正当化幇助
『今昔物語集』にね、こんな話がある。
あるところに猟師の兄弟がいてね。立居のままならなくなった母の介護をしながら、鹿や猪を獲って暮らしていたんだそうだ。
だがいつものように山へ入ったある夜、兄が暗闇の中で髻を掴まれ、樹上に引き上げられそうになる。
あやかしの仕業と直感した兄は弟に頼み、雁股の矢を声を頼りに放たせる。矢は見事鬼の腕を射切り、兄弟は無事下山する。

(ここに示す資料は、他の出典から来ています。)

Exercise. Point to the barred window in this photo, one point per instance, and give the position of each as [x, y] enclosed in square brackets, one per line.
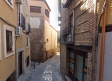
[35, 9]
[47, 12]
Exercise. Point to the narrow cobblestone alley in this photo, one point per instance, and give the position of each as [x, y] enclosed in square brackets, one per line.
[47, 71]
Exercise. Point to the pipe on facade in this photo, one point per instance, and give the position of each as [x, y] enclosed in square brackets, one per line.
[102, 44]
[94, 41]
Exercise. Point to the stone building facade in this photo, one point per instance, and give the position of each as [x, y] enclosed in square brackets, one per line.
[77, 24]
[43, 35]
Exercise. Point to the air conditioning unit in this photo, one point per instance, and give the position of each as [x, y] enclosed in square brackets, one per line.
[19, 1]
[18, 31]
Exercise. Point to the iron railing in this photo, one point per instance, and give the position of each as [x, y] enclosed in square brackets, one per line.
[67, 35]
[27, 28]
[22, 21]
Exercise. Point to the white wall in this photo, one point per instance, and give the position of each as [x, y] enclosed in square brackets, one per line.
[107, 69]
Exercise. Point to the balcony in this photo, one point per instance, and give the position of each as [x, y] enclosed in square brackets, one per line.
[66, 3]
[27, 28]
[67, 36]
[22, 21]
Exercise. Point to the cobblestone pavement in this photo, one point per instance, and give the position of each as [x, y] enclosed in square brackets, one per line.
[47, 71]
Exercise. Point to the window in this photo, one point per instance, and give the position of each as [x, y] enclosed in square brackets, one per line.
[35, 9]
[27, 41]
[9, 44]
[0, 44]
[27, 2]
[47, 12]
[10, 3]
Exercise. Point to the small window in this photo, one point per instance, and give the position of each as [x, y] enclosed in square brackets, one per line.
[10, 3]
[0, 44]
[27, 2]
[9, 44]
[9, 41]
[35, 9]
[47, 12]
[27, 41]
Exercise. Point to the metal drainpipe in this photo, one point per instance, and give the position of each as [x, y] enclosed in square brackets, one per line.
[73, 27]
[94, 41]
[102, 44]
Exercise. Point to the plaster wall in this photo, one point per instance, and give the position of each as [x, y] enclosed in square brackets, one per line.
[107, 57]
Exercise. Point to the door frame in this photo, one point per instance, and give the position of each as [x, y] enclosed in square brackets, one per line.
[23, 62]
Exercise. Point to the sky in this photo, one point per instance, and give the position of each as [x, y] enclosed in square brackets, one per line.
[53, 4]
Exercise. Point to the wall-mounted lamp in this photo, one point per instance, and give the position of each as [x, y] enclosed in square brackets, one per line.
[46, 40]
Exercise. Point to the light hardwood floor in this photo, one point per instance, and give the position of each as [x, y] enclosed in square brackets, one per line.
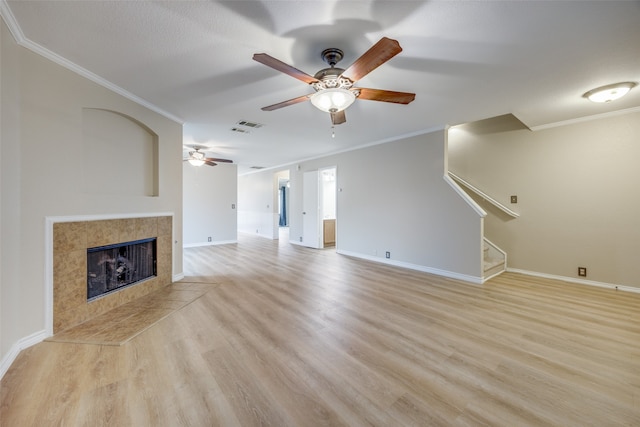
[290, 336]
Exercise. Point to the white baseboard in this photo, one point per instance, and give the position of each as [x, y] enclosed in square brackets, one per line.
[575, 280]
[15, 349]
[218, 242]
[425, 269]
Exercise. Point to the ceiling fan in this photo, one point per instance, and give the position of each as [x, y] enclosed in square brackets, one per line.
[333, 86]
[198, 158]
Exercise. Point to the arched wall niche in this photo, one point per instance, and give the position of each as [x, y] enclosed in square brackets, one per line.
[120, 154]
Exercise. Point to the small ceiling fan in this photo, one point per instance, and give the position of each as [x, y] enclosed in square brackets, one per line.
[333, 86]
[198, 158]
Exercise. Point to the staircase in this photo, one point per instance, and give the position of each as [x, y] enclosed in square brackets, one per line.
[494, 260]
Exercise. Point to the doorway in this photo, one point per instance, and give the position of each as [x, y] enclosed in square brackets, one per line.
[319, 205]
[328, 198]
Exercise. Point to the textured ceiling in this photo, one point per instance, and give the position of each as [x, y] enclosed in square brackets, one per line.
[466, 61]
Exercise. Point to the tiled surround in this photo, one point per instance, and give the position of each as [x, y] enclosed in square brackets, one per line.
[70, 243]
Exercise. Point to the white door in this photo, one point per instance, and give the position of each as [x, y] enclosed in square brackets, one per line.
[310, 207]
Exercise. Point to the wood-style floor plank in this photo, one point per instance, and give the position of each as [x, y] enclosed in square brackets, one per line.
[288, 336]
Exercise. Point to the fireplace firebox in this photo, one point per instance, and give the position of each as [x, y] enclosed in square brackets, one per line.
[114, 267]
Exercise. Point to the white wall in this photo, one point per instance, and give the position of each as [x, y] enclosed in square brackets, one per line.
[209, 200]
[258, 204]
[391, 197]
[577, 189]
[43, 175]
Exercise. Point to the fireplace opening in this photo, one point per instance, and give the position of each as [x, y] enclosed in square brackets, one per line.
[113, 267]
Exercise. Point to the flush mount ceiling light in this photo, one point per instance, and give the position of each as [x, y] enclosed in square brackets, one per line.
[609, 93]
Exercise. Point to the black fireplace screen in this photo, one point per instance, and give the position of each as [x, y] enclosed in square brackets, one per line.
[112, 267]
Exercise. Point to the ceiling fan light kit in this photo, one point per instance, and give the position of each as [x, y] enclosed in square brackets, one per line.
[610, 92]
[334, 91]
[333, 100]
[198, 158]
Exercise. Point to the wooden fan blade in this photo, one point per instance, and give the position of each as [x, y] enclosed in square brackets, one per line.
[338, 118]
[278, 65]
[385, 95]
[377, 55]
[286, 103]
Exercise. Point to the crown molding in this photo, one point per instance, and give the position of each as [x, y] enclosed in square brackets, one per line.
[586, 119]
[18, 35]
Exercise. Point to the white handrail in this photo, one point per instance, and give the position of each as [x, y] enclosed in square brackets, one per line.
[484, 195]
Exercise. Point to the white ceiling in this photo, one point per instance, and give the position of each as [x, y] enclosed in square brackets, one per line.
[465, 60]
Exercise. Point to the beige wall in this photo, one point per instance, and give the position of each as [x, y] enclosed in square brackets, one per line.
[43, 174]
[577, 189]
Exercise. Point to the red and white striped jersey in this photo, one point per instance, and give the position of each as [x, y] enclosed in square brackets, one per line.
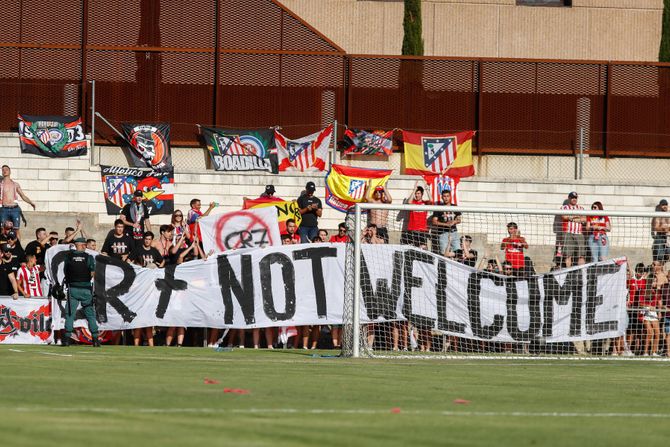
[29, 278]
[572, 227]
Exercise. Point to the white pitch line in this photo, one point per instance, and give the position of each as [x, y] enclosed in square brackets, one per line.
[513, 414]
[53, 353]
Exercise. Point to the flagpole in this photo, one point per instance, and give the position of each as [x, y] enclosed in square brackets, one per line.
[333, 154]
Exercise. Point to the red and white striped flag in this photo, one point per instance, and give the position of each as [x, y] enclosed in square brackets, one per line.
[306, 153]
[439, 183]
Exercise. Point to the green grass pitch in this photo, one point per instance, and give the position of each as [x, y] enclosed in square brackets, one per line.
[124, 396]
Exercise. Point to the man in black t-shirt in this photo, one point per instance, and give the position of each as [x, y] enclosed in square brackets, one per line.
[145, 254]
[38, 247]
[311, 209]
[443, 227]
[135, 216]
[118, 244]
[8, 269]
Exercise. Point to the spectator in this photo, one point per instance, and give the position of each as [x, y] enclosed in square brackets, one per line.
[597, 228]
[291, 230]
[8, 269]
[574, 246]
[416, 232]
[286, 239]
[269, 192]
[341, 235]
[466, 254]
[660, 226]
[322, 236]
[135, 216]
[118, 244]
[513, 246]
[180, 227]
[370, 235]
[311, 209]
[380, 217]
[14, 246]
[444, 228]
[196, 213]
[146, 255]
[650, 302]
[10, 191]
[38, 247]
[28, 278]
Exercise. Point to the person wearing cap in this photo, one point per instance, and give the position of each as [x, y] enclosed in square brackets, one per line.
[341, 236]
[135, 216]
[8, 269]
[574, 246]
[311, 210]
[379, 217]
[416, 231]
[79, 270]
[660, 227]
[10, 191]
[14, 246]
[444, 227]
[269, 192]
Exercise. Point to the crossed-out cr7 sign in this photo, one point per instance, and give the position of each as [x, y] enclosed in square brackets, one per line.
[252, 228]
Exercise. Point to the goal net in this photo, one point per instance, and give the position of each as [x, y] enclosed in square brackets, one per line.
[444, 280]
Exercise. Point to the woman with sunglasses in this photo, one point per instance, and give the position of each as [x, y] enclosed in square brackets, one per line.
[597, 228]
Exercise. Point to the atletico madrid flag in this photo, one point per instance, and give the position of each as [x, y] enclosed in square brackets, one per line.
[439, 183]
[306, 153]
[346, 185]
[439, 154]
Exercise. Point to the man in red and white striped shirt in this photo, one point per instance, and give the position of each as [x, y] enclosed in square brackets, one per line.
[28, 278]
[574, 245]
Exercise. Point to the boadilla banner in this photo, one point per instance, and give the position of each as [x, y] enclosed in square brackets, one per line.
[120, 183]
[298, 285]
[240, 150]
[52, 136]
[149, 145]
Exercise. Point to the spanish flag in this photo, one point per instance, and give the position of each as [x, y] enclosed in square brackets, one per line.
[286, 209]
[346, 185]
[449, 155]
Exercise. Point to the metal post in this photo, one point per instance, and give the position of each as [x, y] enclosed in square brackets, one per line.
[334, 153]
[356, 320]
[581, 153]
[94, 160]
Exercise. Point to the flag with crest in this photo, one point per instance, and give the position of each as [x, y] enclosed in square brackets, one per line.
[304, 154]
[439, 154]
[347, 185]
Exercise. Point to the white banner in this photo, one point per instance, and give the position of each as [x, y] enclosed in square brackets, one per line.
[299, 285]
[582, 303]
[25, 321]
[252, 228]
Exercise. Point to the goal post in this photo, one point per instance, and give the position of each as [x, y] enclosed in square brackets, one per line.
[503, 280]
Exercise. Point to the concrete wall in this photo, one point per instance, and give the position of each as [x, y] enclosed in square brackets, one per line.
[627, 30]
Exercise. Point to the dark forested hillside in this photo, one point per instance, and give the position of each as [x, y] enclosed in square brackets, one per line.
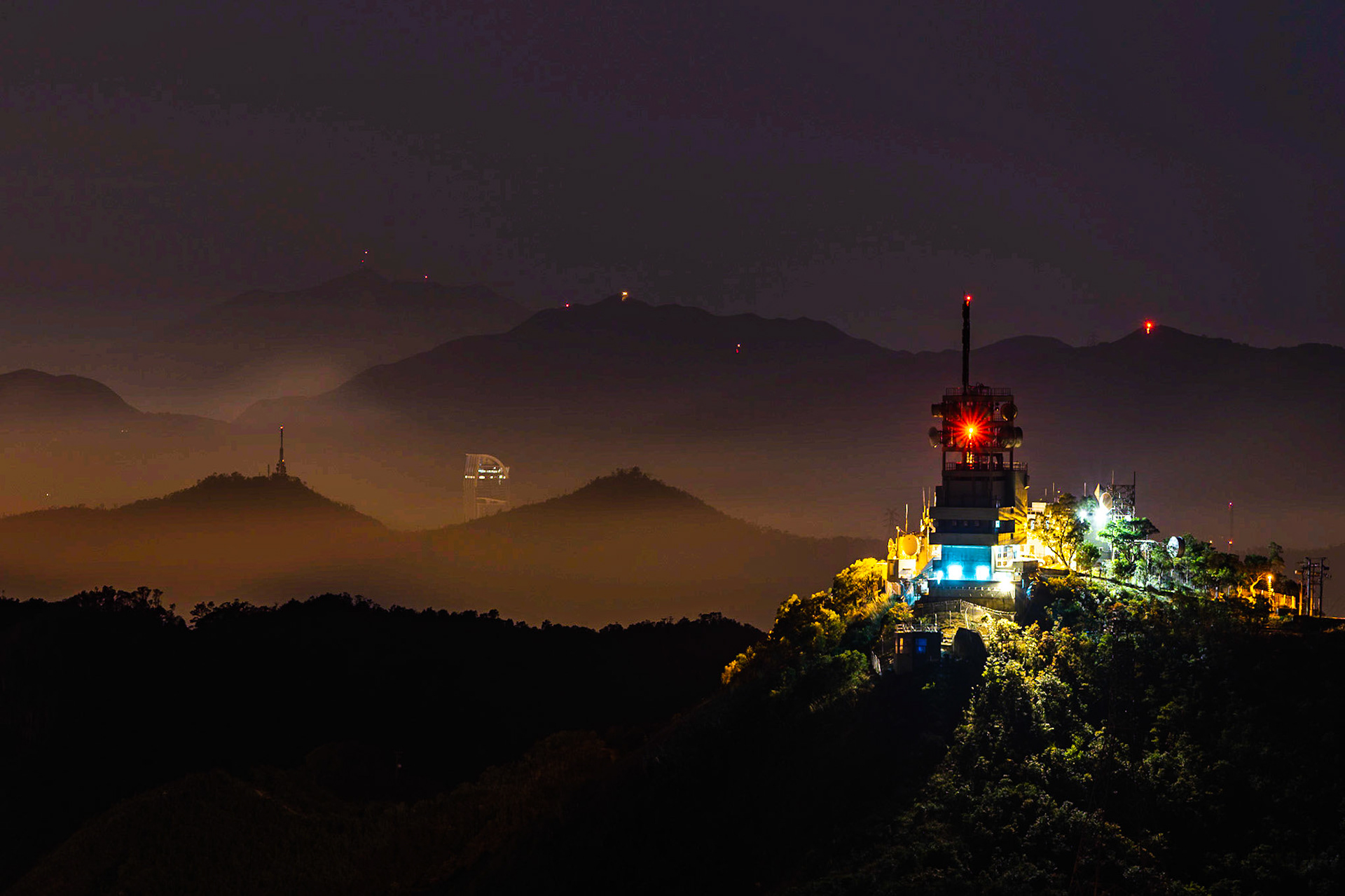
[108, 693]
[799, 425]
[1126, 742]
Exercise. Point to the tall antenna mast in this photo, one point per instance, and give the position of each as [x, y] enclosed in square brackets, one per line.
[280, 464]
[966, 343]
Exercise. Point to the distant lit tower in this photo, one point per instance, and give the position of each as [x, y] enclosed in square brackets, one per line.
[1311, 577]
[280, 464]
[485, 486]
[978, 510]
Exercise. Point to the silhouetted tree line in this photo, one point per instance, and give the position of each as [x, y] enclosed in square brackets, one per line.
[111, 692]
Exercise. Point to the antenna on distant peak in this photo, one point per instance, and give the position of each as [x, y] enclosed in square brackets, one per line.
[280, 464]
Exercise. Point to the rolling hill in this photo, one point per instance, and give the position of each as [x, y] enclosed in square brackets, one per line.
[623, 548]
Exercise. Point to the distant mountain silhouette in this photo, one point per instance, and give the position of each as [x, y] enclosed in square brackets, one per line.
[34, 399]
[796, 424]
[219, 537]
[621, 549]
[267, 343]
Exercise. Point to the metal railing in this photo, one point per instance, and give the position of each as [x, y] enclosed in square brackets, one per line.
[985, 464]
[977, 390]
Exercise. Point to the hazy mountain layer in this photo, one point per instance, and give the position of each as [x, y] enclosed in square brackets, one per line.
[795, 424]
[265, 343]
[621, 549]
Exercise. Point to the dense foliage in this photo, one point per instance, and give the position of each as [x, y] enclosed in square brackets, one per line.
[1134, 743]
[111, 692]
[1129, 740]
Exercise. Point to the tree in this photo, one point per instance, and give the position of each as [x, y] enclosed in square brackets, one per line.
[1061, 529]
[1125, 537]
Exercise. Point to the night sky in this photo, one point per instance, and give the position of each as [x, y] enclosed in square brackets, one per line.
[1079, 167]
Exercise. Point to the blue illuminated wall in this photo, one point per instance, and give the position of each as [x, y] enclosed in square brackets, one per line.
[966, 558]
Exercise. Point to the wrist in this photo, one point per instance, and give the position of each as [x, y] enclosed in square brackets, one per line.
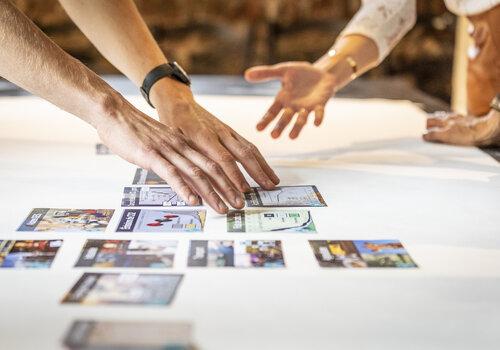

だがね、家に帰ると、片腕の実母が唸りながら飛びかかって来たんだ。
ひどく老いた母親は、いつしか鬼になって子を喰らおうとしていたのだね。
……いやいや、別に話を逸らしてなどいないさ。
君には心から同情している。言葉にすれば安く聞こえるけれど、絶対に嘘ではないよ。
だからこうして、埋めるのを手伝ってもいるだろう?
とまれ、『今昔』の話だ。
「人の祖の年痛う老たるは、必ず鬼に成て、此く子をも食はむと為る也けり」。
歳を重ね過ぎた親は必ず鬼に変じ、斯くの如く我が子を喰らおうとする。
鍛冶が媼や渡辺綱に通じそうなこの話はね、そう結ばれているんだよ。
まあつまり、そういうことさ。
君がしたのは昔からよくある鬼退治だ。
かつては生みの親だった。けれど今や、彼女は浅ましい鬼に成り果てていた。黙って食われてやる道理などないだろう?
わかったのなら、ほら。
泣くのはもう、やめるがいいよ。